Cosmic Horror, largely influenced by the weird fiction (actually a genre classification, not a judgement - mostly) of Howard Phillip Lovecraft, focuses less on gore and terror and more on the fact that our world is merely the plaything of ancient gods and monsters who can not only destroy us with little effort, but probably wouldn't care if they did. Generally when characters in a Cosmic Horror story figure this out, they go incurably insane.
American Elsewhere follows an ex cop named Mona Bright, who discovers at the reading of her stepfather's will that part of his estate includes a house previously owned by Mona's mother, and it exists in a small town called Wink, New Mexico.

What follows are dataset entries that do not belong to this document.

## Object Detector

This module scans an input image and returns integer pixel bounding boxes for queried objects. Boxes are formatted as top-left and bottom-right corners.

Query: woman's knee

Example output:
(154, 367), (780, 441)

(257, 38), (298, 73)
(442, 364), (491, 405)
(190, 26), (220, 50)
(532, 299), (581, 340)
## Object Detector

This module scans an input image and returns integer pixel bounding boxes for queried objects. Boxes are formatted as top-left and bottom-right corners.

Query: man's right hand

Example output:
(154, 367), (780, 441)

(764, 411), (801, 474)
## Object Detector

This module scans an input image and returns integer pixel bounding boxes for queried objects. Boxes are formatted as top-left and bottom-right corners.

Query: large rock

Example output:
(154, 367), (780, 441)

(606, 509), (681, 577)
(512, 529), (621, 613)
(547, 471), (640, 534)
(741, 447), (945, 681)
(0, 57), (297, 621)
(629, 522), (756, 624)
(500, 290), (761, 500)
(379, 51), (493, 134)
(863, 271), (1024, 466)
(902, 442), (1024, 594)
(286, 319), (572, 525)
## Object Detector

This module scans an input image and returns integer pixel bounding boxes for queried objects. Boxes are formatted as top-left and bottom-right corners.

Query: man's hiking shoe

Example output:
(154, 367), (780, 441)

Unfortunately for Mona, Wink does not appear on any map, and she has a week to claim the home before it reverts to municipal ownership. Finding her way into the town, Mona finds a curiously perfect city, with any number of strange rules (actually, this is not dissimilar to Welcome to Night Vale - only really not played for laughs) such as no one can go out after dark, certain questions cannot be asked and certain buildings cannot be entered.
Also there some sort of demon in a rabbit mask no one is supposed to talk about.
Although topping six-hundred pages, the novel moves along a quite a nice clip and definitely kept me interested. Definitely worth a look!